Stabile Finanzierung für Standortfaktor Infrastruktur
Zugleich betonte er die grundsätzliche Bedeutung staatlicher Investitionen: „Eine gute und verlässliche Infrastruktur ist Standortfaktor und Grundlage unseres Wohlstands.“ Dafür brauche es eine stabile Finanzierung. Müller forderte deshalb eine „verlässliche, überjährige und von den Haushaltszwängen unabhängige Infrastrukturfinanzierung“ sowie Fortschritte bei angekündigten Instrumenten wie einem Finanzierungskreislauf Straße und einem langfristigen Schienenfonds.
Baugewerbe fordert mehr echte Investitionen
Der ZDB fordert die Bundesregierung auf, gegenzusteuern. Investitionsausgaben im Kernhaushalt dürften nicht weiter sinken, stattdessen müsse das Sondervermögen tatsächlich zusätzliche Projekte finanzieren. „Nur wer das Geld tatsächlich verbaut, investiert in die Zukunft Deutschlands“, so Pakleppa.
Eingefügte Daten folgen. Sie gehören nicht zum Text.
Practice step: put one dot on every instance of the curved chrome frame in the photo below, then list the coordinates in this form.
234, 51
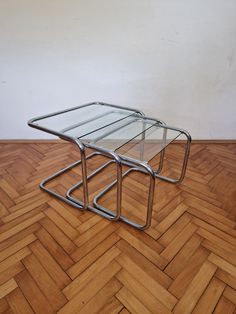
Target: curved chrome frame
119, 160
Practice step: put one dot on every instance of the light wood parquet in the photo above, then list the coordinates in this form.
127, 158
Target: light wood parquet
57, 259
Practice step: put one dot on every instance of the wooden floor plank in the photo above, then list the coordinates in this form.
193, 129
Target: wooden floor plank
57, 258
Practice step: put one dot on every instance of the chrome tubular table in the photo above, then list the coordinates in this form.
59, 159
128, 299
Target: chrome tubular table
122, 134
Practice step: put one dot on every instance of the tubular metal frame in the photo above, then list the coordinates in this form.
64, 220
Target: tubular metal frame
119, 160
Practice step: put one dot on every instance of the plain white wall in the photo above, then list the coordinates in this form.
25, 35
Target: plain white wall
173, 59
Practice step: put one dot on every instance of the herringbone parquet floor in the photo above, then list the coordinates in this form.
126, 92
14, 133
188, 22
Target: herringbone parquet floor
55, 258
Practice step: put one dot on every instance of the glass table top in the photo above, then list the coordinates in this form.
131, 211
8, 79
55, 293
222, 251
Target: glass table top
124, 131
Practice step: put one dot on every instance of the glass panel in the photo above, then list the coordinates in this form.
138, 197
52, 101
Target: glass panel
134, 137
116, 135
147, 145
81, 121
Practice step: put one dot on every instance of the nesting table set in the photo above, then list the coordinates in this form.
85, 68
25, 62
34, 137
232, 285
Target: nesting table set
122, 134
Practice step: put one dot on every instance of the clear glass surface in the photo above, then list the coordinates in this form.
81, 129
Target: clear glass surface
84, 120
134, 137
119, 130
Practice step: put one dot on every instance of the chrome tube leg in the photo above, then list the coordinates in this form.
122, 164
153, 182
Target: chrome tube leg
186, 156
42, 184
162, 155
144, 168
184, 164
115, 159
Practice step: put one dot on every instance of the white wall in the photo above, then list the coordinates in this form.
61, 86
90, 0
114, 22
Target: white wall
173, 59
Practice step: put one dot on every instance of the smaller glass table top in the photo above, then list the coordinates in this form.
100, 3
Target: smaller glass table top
123, 131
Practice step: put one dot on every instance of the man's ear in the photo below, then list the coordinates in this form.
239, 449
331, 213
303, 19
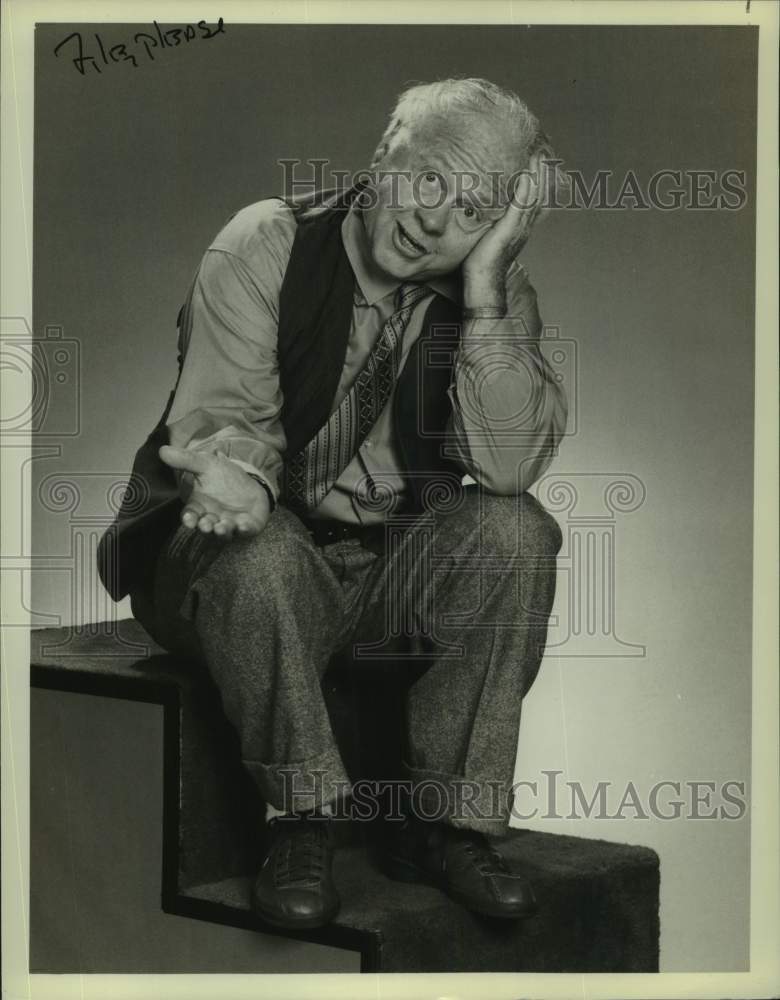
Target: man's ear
379, 155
Sondervermögen: Zusätzlichkeit seit Beginn umstritten
Die Frage der sogenannten Zusätzlichkeit war von Beginn an der zentrale Streitpunkt rund um das Sondervermögen. Bauverbände hatten früh gewarnt, dass ohne klare Regeln Mittel lediglich bestehende Haushaltslücken schließen könnten. Sie forderten daher, die Gelder ausschließlich für neue Investitionen einzusetzen. Der Wegfall dieser Zusätzlichkeit berge die Gefahr, dass reguläre Investitionsetats gekürzt und durch das Sondervermögen ersetzt werden – genau das Szenario, das nun auch die aktuellen ifo-Zahlen nahelegen.